PTI   |   New Delhi   |   Published 07.08.22, 11:52 PM

Brought up by his grandmother and labourer father after his mother's death when he was a small child, Eldhose Paul, who won a historic triple jump gold in the Birmingham Commonwealth Games, struggled for pocket money during his college days.

Hailing from Kolencherry, a rural area 26km away from Ernakulam city, Paul struggled financially and he took up to athletics to get a job so that he can be able to support his family.

"His family was very poor, his mother had died when he was around 5 or 6 years of age and his grandmother (now in 80s) brought him up.
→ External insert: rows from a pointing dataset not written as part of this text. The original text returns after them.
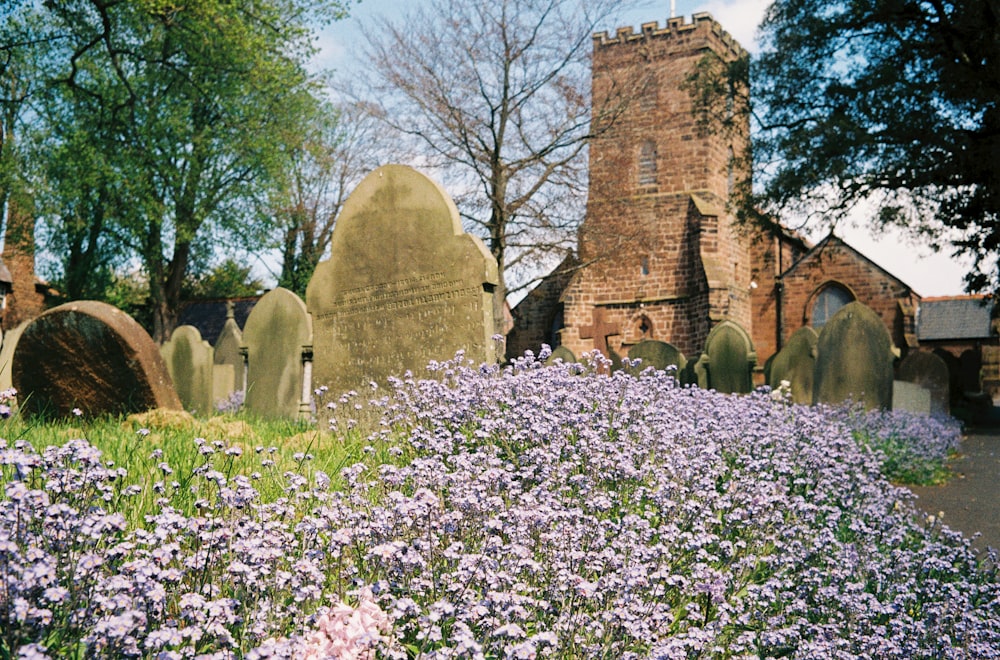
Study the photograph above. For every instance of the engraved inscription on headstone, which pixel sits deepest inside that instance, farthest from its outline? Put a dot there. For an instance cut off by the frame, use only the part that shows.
(403, 285)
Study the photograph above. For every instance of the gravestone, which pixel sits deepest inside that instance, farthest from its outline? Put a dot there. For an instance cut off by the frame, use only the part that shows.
(403, 285)
(796, 363)
(561, 353)
(727, 364)
(10, 339)
(189, 360)
(277, 335)
(929, 371)
(911, 397)
(90, 356)
(657, 354)
(230, 371)
(854, 359)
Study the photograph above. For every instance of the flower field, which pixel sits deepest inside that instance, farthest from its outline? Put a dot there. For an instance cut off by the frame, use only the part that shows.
(520, 512)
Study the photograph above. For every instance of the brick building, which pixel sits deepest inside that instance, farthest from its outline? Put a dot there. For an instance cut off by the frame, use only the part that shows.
(661, 254)
(661, 258)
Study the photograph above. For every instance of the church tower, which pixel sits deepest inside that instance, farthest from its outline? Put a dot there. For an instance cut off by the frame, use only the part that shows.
(661, 255)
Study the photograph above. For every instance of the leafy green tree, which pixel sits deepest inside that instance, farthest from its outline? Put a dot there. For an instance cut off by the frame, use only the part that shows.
(181, 104)
(893, 103)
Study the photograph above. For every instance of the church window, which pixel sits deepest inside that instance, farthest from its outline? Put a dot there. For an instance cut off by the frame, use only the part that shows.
(828, 302)
(647, 163)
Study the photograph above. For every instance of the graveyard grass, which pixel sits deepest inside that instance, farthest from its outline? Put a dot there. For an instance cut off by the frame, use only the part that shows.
(524, 511)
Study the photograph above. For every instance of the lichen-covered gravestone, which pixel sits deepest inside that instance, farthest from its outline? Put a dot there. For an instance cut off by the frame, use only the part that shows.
(728, 360)
(277, 333)
(560, 354)
(657, 354)
(229, 373)
(403, 285)
(929, 371)
(796, 363)
(90, 356)
(854, 357)
(189, 360)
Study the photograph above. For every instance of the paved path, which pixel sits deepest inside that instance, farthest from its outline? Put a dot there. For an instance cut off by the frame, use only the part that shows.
(971, 499)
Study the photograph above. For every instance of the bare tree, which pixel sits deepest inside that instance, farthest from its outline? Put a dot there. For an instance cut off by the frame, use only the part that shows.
(496, 97)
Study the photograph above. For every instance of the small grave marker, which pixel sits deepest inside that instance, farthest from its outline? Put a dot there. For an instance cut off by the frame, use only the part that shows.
(403, 285)
(796, 363)
(189, 360)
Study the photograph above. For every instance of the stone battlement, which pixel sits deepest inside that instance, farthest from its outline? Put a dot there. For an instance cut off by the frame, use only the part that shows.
(701, 21)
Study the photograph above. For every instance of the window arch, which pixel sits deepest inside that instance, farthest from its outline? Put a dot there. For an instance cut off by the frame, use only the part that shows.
(647, 163)
(827, 302)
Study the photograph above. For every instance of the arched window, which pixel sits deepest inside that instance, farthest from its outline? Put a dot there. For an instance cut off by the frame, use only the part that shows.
(828, 302)
(647, 163)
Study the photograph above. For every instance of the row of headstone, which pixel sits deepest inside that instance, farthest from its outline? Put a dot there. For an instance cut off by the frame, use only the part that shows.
(404, 286)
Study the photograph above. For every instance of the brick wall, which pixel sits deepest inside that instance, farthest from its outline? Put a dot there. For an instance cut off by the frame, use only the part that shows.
(835, 261)
(662, 257)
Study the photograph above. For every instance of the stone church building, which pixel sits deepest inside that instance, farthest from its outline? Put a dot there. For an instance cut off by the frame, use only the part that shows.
(660, 256)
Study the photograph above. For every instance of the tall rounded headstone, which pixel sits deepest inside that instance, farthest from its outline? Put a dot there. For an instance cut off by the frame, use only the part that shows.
(854, 359)
(276, 334)
(90, 356)
(189, 360)
(657, 354)
(403, 285)
(728, 359)
(796, 363)
(929, 371)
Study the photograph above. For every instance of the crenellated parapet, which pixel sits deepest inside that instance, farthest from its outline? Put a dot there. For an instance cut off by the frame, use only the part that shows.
(700, 22)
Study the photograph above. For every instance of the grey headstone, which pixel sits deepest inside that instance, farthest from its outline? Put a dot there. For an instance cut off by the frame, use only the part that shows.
(276, 334)
(92, 356)
(403, 285)
(796, 363)
(911, 397)
(227, 352)
(929, 371)
(657, 354)
(10, 339)
(854, 359)
(189, 360)
(728, 360)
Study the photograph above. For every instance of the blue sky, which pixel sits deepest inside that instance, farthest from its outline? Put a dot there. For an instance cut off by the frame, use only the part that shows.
(927, 273)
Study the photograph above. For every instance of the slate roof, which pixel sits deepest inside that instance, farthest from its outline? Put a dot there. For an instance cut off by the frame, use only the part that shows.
(955, 317)
(210, 315)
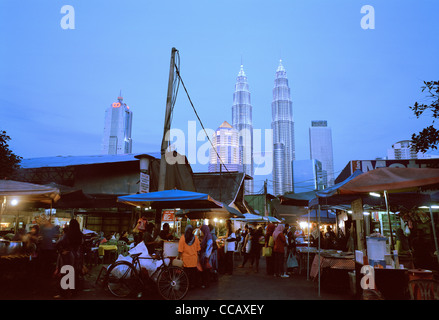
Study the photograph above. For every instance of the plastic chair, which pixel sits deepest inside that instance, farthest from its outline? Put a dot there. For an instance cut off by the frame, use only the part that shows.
(424, 289)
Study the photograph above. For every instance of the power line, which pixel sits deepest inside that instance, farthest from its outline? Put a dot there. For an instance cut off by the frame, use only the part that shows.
(201, 123)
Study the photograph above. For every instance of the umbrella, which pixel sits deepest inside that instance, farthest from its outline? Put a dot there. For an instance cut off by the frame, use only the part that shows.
(171, 199)
(251, 218)
(225, 212)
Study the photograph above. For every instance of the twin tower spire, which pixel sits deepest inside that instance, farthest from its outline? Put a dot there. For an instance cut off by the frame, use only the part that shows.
(242, 127)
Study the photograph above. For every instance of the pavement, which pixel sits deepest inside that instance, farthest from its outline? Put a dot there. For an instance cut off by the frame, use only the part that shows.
(243, 284)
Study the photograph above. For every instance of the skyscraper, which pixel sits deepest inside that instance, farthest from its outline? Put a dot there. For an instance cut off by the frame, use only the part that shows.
(283, 134)
(226, 144)
(403, 150)
(243, 123)
(117, 129)
(320, 142)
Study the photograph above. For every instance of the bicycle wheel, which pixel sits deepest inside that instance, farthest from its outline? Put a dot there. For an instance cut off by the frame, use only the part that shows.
(122, 279)
(173, 283)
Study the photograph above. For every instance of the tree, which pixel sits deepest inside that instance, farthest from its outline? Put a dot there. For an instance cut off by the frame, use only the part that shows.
(9, 162)
(428, 138)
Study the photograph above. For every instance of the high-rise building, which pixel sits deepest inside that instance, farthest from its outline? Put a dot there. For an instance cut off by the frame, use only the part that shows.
(403, 150)
(320, 141)
(243, 123)
(283, 134)
(226, 143)
(307, 175)
(117, 129)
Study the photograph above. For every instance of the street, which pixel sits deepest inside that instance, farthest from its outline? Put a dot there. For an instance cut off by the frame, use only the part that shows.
(244, 284)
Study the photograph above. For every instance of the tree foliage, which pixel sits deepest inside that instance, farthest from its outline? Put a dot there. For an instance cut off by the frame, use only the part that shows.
(428, 138)
(8, 160)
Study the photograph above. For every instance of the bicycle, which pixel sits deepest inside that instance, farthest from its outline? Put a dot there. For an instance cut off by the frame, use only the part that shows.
(123, 279)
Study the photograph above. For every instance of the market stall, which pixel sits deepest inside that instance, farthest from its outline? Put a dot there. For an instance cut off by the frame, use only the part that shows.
(14, 259)
(392, 184)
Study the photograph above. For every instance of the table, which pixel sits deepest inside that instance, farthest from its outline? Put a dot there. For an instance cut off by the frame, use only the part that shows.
(346, 262)
(302, 257)
(104, 248)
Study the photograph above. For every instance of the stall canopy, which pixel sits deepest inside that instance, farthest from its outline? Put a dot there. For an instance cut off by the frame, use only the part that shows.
(29, 192)
(390, 179)
(168, 199)
(225, 212)
(297, 199)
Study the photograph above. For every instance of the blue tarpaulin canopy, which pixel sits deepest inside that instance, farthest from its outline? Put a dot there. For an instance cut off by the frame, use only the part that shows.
(225, 212)
(171, 199)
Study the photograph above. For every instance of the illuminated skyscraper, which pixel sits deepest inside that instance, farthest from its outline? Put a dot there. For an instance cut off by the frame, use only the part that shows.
(243, 123)
(226, 143)
(283, 134)
(117, 129)
(320, 142)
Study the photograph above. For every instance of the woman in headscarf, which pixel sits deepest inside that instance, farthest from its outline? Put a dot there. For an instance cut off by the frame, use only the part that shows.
(188, 248)
(205, 252)
(279, 251)
(269, 260)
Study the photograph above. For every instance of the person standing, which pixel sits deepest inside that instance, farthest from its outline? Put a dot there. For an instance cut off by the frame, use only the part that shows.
(255, 249)
(279, 251)
(205, 253)
(188, 248)
(229, 247)
(246, 247)
(47, 249)
(214, 256)
(70, 253)
(270, 243)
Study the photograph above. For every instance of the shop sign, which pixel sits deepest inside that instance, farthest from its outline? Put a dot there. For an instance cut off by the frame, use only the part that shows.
(168, 215)
(367, 165)
(144, 183)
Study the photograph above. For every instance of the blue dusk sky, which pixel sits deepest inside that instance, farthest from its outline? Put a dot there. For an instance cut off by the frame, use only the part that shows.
(56, 83)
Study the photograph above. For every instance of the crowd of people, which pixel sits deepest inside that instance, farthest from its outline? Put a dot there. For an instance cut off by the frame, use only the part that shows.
(202, 256)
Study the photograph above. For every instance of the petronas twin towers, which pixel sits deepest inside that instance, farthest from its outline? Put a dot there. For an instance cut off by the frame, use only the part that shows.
(282, 125)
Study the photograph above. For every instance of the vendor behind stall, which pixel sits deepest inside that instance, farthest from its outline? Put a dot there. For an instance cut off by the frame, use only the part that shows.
(150, 238)
(166, 234)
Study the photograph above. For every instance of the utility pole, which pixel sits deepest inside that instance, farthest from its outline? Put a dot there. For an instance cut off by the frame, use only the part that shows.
(167, 126)
(265, 198)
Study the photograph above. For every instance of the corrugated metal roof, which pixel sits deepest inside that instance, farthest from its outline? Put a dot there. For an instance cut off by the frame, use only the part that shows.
(64, 161)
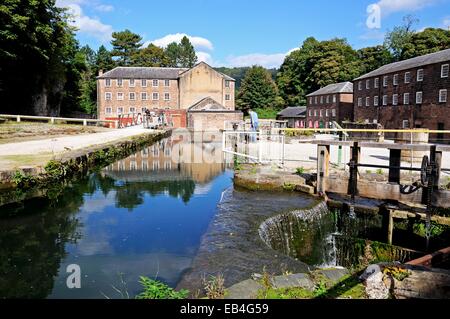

His father is a labourer, so he faced financial issues," Paul's childhood coach TP Ouseph told PTI from Kerala.

After passing his 12th standard examination, Paul, now 25, wanted to get admission at the sports hostel of Mar Athanasius College (MAC) at Kothamangalam.

The college is known for grooming athletes in Kerala but he was initially rejected by Ouseph, the chief coach, because of Paul's short stature.

"Paul was brought by an acquaintance of mine for admission at the sports hostel at MAC. It was around 2013. I was the chief coach but I said this boy is very short and he is suitable for triple jump," Ouseph said.

"For a triple jumper his height was less. Even now, he is around 5 feet 8 inches tall. But after a trial, I found out that he (Paul) has very good speed, elastic body and explosiveness, so I thought I will give him a try."

Ouseph said Paul was not impressive in the first year but picked up in a couple of years later.

"When he was brought to me, he could jump around 13m, the next year he improved to 14m and by the third year he was jumping near 16m. Then I knew that this boy would one day win medals for India."

Ouseph said Paul faced financial hardships and so he (Ouseph) helped him out on many occasions.

"One or two days in a week, he will leave hostel for home and I asked him why. He would say he worked at the saw mill his grandmother owned for his pocket money.

"He is very humble, good mannered and focus on his goal. That separates him from my other trainees.

"When he came to me, he had not undergone any systematic training. He had participated in a few district competitions but he had nothing to boast of. I gave him systematic training from the scratch.

Paul, who was pursuing an Arts degree, left the college without completing his course as he was selected by Indian Navy in 2016.

"I told him to go for the job, because it was very important for him financially. When he left him in 2016, he was jumping around 15.75m. He later improved it while at Indian Navy to above 16m and today he crossed 17m for the first time.

"I am so happy to hear the news about his gold medal. Someone from his family called me up today to give the news. I am so happy that an athlete I had groomed has done the country proud."